Kiba yang jatuh terduduk di tanah terdiam sebentar untuk mengumpulkan jiwanya yang sempat tersebar. Setelah terkumpul semua, Kiba mulai bangkit dan menggeram mirip seekor anjing. Siapa-yang-berani-mengganggu-tidurku-hah?
"Apa masalahmu tuan? Tak bisakah kau melihat kalau aku sedang tidur tadi hah?" Dengan lantang Kiba menyuarakan kejengkelannya. "Dimana sopan santun mu?!" Kiba berbicara keras dan menatap lawan bicaranya menantang.
Orang yang diajak bicara hanya berdecak sembari menegakan pandangannya menuju papan pengumuman. Mencari dimana kelas barunya. Mengabaikan Kiba begitu saja.
"Kau punya masalah dengan pendengaran mu ya? Kau tak dengar kalau aku sedang berbicara denganmu?!" Kata Kiba lagi setelah tak direspon oleh orang itu. Kurang ajar! Umpatnya.

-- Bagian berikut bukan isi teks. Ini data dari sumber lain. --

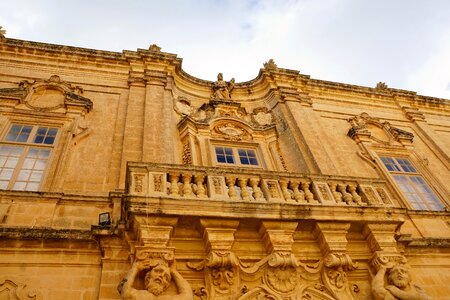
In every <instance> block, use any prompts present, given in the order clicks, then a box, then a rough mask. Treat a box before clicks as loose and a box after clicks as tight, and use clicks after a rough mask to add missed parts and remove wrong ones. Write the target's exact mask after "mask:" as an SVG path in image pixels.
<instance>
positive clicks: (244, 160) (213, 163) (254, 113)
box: [174, 97, 282, 169]
mask: <svg viewBox="0 0 450 300" xmlns="http://www.w3.org/2000/svg"><path fill="white" fill-rule="evenodd" d="M174 110H175V112H177V113H178V114H179V115H180V116H181V120H180V121H179V123H178V125H177V127H178V130H179V132H180V138H181V143H182V145H183V146H182V147H183V148H182V149H183V155H182V161H183V163H185V164H194V165H195V164H200V165H223V166H224V165H228V166H231V165H234V166H246V167H259V168H261V167H262V168H265V167H268V168H269V169H270V168H280V169H281V168H282V167H281V166H282V163H281V162H280V163H279V164H280V166H278V165H277V166H278V167H274V166H273V164H272V165H270V164H269V163H267V162H270V163H272V162H275V163H278V157H279V155H277V154H276V153H277V151H278V150H277V148H276V140H277V137H278V134H277V130H276V125H275V118H274V117H273V114H272V112H270V111H269V110H268V109H267V108H262V107H261V108H256V109H253V111H252V112H251V113H248V112H247V110H246V109H245V108H244V107H242V106H241V104H240V103H237V102H233V101H222V100H218V99H213V100H210V101H209V102H208V103H205V104H203V105H202V106H200V107H199V108H197V109H196V108H193V107H192V106H191V104H190V102H189V100H187V99H186V98H185V97H179V98H178V99H177V100H176V101H175V103H174ZM219 150H220V151H222V152H223V153H222V152H220V151H219ZM225 150H227V151H228V152H230V153H229V154H228V155H226V153H225ZM219 152H220V153H219ZM272 155H275V156H276V157H275V158H269V156H272ZM231 157H233V158H232V159H231ZM228 158H230V160H228Z"/></svg>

Orang itu melirik Kiba sekilas dan berdecak lagi. Kiba merasa darah di kepalanya mulai mendidih sekarang. Orang ini brengsek! Dia sama sekali tak membalas perkataan Kiba.
Orang itu menempatkan dirinya berhadapan dengan Kiba. Menatap Kiba dengan sebelah alis yang sedikit terangkat. "Kau-" tangan orang itu terangkat perlahan yang dilihat Kiba dalam keadaan terkepal. Kiba menutup matanya erat erat. Hari pertamanya di sekolah ini dan dia akan pulang dalam keadaan memar pada wajah.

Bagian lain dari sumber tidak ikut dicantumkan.